Re: [Serial] I18N WG last call comments

Martin Duerst wrote:

> Overall, I think that the convention of using a space between
> strings, inherited from SGML NMTOKENS and IDREFS, should not be the
> default in XQuery and XSLT to contatenate strings.

Hi Martin,

For concatenating strings, which is what the concat() function does, we 
do not insert anything. I think Henry has shown [1] that our string 
manipulation library is pretty good at allowing other delimiters to be 
inserted if needed.

Serializing a sequence of atomic values is not the same thing as 
"concatenating strings". The lexical representation of these atomic 
values is given by XML Schema, and the delimiters used are the 
delimiters used by XML Schema. The default for serializing a sequence of 
tokens defined by XML Schema pretty much has to be the format defined by 
XML Schema, or else XML processors won't be able to read serialized 
documents. So for serialization, I think your beef is with XML Schema.

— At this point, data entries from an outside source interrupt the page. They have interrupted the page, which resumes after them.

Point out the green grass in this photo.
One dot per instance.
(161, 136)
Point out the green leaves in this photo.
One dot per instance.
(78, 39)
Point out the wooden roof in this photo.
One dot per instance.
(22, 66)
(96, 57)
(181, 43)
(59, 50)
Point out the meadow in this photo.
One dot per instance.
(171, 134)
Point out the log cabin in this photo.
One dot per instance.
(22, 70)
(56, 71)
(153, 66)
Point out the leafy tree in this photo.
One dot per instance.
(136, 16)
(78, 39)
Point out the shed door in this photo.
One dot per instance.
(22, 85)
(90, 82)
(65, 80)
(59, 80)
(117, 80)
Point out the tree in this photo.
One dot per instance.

Linguistic tokens and delimiters are not the same as computerlanguage 
tokens and delimiters. In my opinion, the biggest problem occurs not 
when they differ, but when they are the same. That's why we have to 
invent conventions like camelCase or hyphenated-names to allow ourselves 
to create computer language tokens that consist of multiple linguistic 
tokens. XML Schema could have allowed users to create a sequence of 
string values that contain spaces, as in:

<sequenceOfRoads>Gibson Road, Main Street</sequenceOfRoads>

That would require XML Schema to allow an alternate delimiter to be 
specified. It doesn't. And it shouldn't - in XML, the best way to 
delimit individual items is to use markup:

<roads>
   <road>Gibson Road</road>
   <road>Main Street</road>
</roads>

As a markup language, XML exists for the sole purpose of clearly 
identifying data. Let's use it! The alternative is to use microparsing. 
But that's not how XML works, and XQuery is based on XML.

We support XML Schema, and that's what our serialization does by 
default. If you want a different serialization, you can use string 
manipulation to create whatever you want, but an XML Schema processor 
won't be able to recognize the tokens.

Jonathan
My opinion only. Not on behalf of anyone.

Received on Tuesday, 26 October 2004 13:54:37 UTC